Negative items are the financial mishaps that impact your credit score— for example, a bill going to collections. If a negative item is outside the statute of limitations or has incorrect information attached, you can dispute it to have the item removed. 

To dispute a negative item, you must write a letter requesting data validation from the creditor. There are many letter templates for removing collections and inquiries to guide the process. The creditor is obligated to respond within 30 days with the data validation. If they fail, you can submit a request to have it removed from your report.

Keep in mind that this process is for incorrect or outdated information; if you missed paying your phone bill last month, you can't have that item removed.

Pay Down Existing Debts

Another factor that impacts your credit score is your existing debt. As long as you make your minimum payments on time, your credit score won't get any worse, as this shows financial responsibility to creditors. However, the ratio of how much you're approved for to how much you borrow also impacts your credit score.

In essence, if you're approved for a $10,000 line of credit and only use $2,000, your credit score will be better than if you borrowed $5,000. Make a plan to pay down existing debts, but don't close the accounts!

Minimize Hard Inquiries

Hard inquiries are a negative item that shows up on your credit score when you seek approval for a loan. While they aren't weighted as heavily as missed payments or collections, they do impact your credit score for up to two years.

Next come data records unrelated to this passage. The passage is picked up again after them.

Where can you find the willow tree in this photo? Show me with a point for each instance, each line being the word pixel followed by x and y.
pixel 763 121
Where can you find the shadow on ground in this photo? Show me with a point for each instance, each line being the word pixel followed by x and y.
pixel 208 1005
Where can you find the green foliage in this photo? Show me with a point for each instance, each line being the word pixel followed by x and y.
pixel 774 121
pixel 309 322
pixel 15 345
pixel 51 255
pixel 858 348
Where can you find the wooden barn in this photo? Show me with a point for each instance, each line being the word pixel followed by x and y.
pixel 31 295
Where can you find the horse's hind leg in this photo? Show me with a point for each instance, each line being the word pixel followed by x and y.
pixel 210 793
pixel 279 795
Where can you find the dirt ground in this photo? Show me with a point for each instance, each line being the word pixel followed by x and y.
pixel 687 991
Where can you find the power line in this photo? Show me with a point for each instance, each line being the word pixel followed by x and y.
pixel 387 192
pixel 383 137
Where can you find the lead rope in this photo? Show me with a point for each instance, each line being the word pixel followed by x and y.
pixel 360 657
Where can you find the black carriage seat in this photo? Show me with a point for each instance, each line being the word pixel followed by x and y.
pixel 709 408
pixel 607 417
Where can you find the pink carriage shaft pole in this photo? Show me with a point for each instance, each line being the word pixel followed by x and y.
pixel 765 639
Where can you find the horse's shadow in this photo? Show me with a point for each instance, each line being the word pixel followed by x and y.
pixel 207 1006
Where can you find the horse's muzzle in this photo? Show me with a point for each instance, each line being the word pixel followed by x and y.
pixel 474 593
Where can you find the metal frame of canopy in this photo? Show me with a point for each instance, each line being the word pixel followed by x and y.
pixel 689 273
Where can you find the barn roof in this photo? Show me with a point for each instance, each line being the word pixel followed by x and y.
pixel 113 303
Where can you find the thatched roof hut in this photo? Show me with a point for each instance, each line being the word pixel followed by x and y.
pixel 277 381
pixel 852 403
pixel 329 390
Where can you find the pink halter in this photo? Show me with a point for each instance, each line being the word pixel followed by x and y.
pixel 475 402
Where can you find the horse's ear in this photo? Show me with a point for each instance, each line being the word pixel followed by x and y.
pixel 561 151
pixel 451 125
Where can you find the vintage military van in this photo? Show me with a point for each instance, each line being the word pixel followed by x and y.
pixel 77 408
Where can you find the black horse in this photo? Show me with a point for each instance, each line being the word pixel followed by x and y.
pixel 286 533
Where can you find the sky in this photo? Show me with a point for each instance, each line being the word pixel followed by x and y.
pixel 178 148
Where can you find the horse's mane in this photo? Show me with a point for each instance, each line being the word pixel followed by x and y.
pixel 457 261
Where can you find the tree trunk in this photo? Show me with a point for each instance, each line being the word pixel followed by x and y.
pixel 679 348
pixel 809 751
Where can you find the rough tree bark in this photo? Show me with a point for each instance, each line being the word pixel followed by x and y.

When you shop around for a mortgage, do ample research before allowing brokers or banks to pull your full credit report. When you pull your credit report for review, it will not impact your score as it's considered a soft inquiry. 

Create a Financial Plan

While working on your credit score is an important aspect in securing a home loan, it's a temporary fix. Use this opportunity to develop a long-term financial plan that ensures you can keep the home you purchase and still enjoy your lifestyle. 

Consider working with a financial advisor to help develop a budget and strategy so that you can create a healthy relationship with money.

Understand Your Mortgage Options

While you work on your credit report, you should also take the time to understand your mortgage options. There are various types of home loans available, depending on your lifestyle and income threshold. These options have different credit score requirements.

While conventional home loans have higher credit score requirements, there are options for low-income households and veterans with lower credit score requirements. Conventional mortgages have a minimum credit score requirement of 620, which is a healthy target to aim for.

Use this simple guide to help you prepare your credit for a mortgage. Remember to implement smart money management skills and healthy financial habits to be a happy, responsible homeowner.